After I’d spent so much time watching her, it was the first moment I actually felt her skin. We aren’t supposed to make unnecessary physical contact with the marks. But humans are thigmophilic creatures, aren’t you? You try to say you’ve evolved beyond it, but you’ll always be hungry for touch. It used to gross me out, if I’m being honest. Do you know how many people die by that particular want? Or kill, for that matter? If you didn’t want to be close to one another above all else, you’d all be a lot healthier. But I wasn’t thinking about any of that. Nor was I thinking about Cal, silently staring. Truthfully, I wasn’t thinking at all.

I pushed back the hair around Mickey’s face and took her cheeks in my hands. She was cold, colder than the water, and her eyes were closed. I could feel her heartbeat, but it was weak.

“Come on, kid,” I whispered. “This isn’t how it ends.”

I turned her face to the side and pressed my lips against her temple. It had been eons since my lips had touched anything but flatware or the plastic handle of my toothbrush. I had forgotten what they felt like against something organic. Something that gave back.

The truth was Mickey was the closest I ever came to love without my soul. I felt the wisps of the feeling, the way perfume stays on pillows.
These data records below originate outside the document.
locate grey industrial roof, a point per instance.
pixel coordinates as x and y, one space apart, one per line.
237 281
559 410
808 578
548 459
But it was the strongest I had, and therefore it was everything.

“Just one more try,” I said, my teeth catching on her skin. “Please. Just give it one more try.”

At first, I thought it was over. I thought I had lost her. But then she coughed, and it propelled her mouth just beyond the surface, just enough so she could get out one word.





LILY





ONCE SHE GOT THE rifle down from the hook in the tree, Lily walked quickly but quietly through the woods toward the flashlight beam, until she could see the firepit. Ruth was huddled near the water, wrapped in a towel, and Silas stood near her, largely in shadow. She couldn’t see Sean or Mickey, and while she hoped that meant they were still at the Watersons’, she knew they weren’t.
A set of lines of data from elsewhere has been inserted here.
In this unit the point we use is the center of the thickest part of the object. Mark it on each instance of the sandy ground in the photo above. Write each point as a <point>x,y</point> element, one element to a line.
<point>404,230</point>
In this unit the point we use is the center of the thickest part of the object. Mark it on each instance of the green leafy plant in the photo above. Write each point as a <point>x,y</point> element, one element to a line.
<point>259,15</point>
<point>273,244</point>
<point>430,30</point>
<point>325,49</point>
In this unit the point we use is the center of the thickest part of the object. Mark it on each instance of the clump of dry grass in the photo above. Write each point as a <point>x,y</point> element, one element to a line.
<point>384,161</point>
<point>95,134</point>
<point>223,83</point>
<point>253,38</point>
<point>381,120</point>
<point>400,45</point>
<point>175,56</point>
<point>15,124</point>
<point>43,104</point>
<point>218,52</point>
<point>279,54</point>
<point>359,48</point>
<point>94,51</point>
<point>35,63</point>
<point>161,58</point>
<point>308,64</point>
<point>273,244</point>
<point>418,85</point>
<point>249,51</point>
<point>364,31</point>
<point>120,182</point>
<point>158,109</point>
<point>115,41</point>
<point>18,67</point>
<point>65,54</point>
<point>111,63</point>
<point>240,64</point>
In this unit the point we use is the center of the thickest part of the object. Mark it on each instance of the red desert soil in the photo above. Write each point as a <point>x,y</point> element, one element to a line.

Gavin stood in the middle of the clearing, so illuminated by the moon it was as if he himself were a source of light, of gravitational pull. Looking at him, Lily recognized all his parts but not his whole. It was like someone else had put on his skin. But it must’ve been the other way around. The person she knew was the impostor, and now he was gone. She had fallen in love not with a man but with a sheath. A holster without its gun.

It went against every instinct she had not to storm the clearing. But she didn’t know where her kids were, and if she wanted to be in control, she would have to wait. Luckily, Lily thought as she trained the rifle sights on Gavin, she was no stranger to the patient side of terror.